L’un des exemples bibliques qui m’a, personnellement, le plus interpellé est celui de Joseph, tel qu’il nous est présenté dans les chapitres 37 à 50 du livre de la Genèse. Jeune homme, il bénéficie de l’attention privilégiée de son père, ce qui contribue à exciter la jalousie de ses frères. Ces derniers le vendent et font croire à Jacob que leur frère est mort. Arrivé en Égypte, vendu comme esclave, Joseph s’accroche à Dieu et contribue à faire fructifier les biens de Potiphar, jusqu’au jour où l’épouse de ce dernier l’accuse à tort. C’est de nouveau la déchéance avec les années de prison. Mais Dieu ne l’a pas oublié et continue à former son serviteur. Après une longue attente et de nombreux traumatismes, Joseph devient l’un des personnages des plus importants d’Égypte et les circonstances d’une famine contribuent à des retrouvailles inespérées et un soutien de la famille de Joseph. En Genèse 50, 19-20, les paroles de Joseph donnent un enseignement remarquable sur la souveraineté de Dieu, quand il affirme à ses frères : « Vous aviez médité le mal contre moi, mais Dieu l’a changé en bien ». Avec ces quelques mots, la résilience dont Joseph fait preuve est clairement exprimée. À mes yeux, il n’y a pas de plus belle manière de faire le lien entre la résilience et la souveraineté de Dieu. 

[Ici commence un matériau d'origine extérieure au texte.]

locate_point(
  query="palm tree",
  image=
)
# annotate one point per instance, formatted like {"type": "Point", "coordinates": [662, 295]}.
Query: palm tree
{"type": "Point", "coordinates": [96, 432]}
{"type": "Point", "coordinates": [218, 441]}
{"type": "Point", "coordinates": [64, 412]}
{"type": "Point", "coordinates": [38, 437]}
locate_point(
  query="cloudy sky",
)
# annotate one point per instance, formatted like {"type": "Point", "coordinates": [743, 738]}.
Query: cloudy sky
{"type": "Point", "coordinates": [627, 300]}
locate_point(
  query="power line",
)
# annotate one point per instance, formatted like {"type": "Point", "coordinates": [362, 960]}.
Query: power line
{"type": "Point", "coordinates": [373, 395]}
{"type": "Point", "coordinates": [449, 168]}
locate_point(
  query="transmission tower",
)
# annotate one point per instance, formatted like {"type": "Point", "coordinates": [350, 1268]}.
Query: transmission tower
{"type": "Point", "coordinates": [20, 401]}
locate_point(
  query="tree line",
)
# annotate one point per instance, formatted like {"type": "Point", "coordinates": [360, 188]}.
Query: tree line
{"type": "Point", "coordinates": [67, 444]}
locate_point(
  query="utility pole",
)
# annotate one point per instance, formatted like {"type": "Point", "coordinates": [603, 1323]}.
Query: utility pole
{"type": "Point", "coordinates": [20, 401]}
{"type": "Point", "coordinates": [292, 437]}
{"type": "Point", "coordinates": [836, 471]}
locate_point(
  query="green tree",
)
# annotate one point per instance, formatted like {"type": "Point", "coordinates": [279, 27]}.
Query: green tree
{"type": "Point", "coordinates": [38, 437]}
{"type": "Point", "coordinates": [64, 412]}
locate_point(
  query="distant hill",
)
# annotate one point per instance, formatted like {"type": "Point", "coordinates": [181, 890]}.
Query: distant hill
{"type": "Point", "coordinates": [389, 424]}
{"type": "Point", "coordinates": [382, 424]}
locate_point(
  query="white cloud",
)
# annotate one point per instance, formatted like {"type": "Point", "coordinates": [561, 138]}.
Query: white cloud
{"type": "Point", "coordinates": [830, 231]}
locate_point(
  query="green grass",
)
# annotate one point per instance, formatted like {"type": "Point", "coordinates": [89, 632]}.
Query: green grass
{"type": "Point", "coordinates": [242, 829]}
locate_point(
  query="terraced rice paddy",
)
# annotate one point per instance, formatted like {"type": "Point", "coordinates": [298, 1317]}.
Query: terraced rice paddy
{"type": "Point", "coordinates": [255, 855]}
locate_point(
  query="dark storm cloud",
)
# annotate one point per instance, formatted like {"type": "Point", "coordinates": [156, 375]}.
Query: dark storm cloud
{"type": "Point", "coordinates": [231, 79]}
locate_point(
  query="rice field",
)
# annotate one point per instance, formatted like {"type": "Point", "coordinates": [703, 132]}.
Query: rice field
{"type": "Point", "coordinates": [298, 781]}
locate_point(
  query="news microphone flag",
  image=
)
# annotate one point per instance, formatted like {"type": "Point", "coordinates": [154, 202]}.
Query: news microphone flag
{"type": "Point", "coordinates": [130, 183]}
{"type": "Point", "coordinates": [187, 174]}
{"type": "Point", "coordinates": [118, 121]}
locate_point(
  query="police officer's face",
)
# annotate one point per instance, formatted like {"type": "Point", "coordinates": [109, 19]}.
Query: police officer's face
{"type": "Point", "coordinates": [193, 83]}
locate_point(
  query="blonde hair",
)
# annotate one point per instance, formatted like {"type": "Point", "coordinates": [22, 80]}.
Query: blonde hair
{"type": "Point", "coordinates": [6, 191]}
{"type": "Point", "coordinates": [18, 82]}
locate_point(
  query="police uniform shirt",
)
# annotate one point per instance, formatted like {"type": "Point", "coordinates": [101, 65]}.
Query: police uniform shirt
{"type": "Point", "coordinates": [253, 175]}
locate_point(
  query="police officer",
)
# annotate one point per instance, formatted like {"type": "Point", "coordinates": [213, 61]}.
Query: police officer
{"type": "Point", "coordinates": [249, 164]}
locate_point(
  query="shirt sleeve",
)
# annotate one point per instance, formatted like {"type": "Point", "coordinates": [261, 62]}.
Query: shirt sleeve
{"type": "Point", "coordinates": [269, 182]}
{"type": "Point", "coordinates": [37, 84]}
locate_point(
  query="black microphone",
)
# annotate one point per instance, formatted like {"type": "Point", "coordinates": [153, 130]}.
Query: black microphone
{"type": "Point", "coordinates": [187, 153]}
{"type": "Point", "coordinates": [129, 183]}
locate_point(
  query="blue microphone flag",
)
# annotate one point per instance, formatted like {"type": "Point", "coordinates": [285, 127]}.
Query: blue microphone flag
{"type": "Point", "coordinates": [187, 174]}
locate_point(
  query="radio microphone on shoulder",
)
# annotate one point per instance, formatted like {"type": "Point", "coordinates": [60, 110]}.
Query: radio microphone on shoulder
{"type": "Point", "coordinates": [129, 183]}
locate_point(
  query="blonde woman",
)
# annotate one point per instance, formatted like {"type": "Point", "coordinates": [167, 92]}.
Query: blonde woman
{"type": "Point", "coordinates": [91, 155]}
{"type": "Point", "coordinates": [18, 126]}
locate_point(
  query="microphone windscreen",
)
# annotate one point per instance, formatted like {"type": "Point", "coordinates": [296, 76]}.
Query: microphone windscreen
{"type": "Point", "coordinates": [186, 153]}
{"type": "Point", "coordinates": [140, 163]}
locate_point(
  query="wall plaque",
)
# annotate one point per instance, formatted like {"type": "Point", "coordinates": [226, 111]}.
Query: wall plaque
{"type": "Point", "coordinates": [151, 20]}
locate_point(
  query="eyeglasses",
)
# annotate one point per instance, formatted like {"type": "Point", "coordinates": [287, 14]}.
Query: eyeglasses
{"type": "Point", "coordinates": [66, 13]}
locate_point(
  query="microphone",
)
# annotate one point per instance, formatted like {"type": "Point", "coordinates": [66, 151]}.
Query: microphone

Les spécialistes s’accordent tous pour dire que la résilience, c’est plus que résister, c’est aussi apprendre à vivre… La résilience permet aux grands blessés de l’âme, les « gueules cassées » de la carence affective, les enfants battus et les adultes écorchés de témoigner, avec étonnement, du développement intime d’une nouvelle philosophie de l’existence. Cela est possible si après un traumatisme, je réagis positivement en m’interrogeant sur ce que je peux apprendre à la fois sur moi-même et sur ce que Dieu peut m’apprendre. Ainsi, je me rends compte que je ne peux pas changer les circonstances, ni même accepter ce qui m’arrive, car il y a bien des fois où cela semble inacceptable. Mais je peux en revanche apprendre à vivre avec et à intégrer ce qui m’arrive, comme faisant partie de mon histoire. Les Psaumes, qui m’offrent un miroir des émotions humaines sont aussi là pour me réconforter et m’apprendre à changer de regard sur les circonstances que je traverse. Mais tout cela, c’est bien plus facile à dire qu’à faire. Et c’est sans doute plus réalisable si je ne suis pas seul face à ma douleur.

Dans une communauté chrétienne, en effet, les membres du Corps de Christ sont appelés à nous s’encourager à espérer. L’Église a donc un rôle fondamental dans l’accompagnement de chacun, car elle me donne l’occasion de revenir sur l’essentiel par les chants, les prières, la prédication, la solidarité et la communion fraternelle.

La résilience m’invite donc à porter de nouvelles lunettes pour voir les choses avec un autre point de vue. J’apprends sur Dieu et sur moi-même, dans le creuset des difficultés. Je découvre à nouveau, avec le récit biblique, que je suis appelé à marcher de progrès en progrès et à comprendre que c’est toujours Dieu qui dirige l’histoire pour la conduire à sa bonne fin. Une telle perspective m’aide à faire face aux difficultés, même si elles ne disparaissent pas. Ce qui change au fond, c’est simplement la manière dont je vais les gérer. Tous n’ont malheureusement pas le soutien de l’Église. Pourtant beaucoup sont capables de faire preuve de résilience, mais si la communauté est un lieu d’espérance, elle constitue incontestablement un terreau remarquable pour cultiver sa résilience.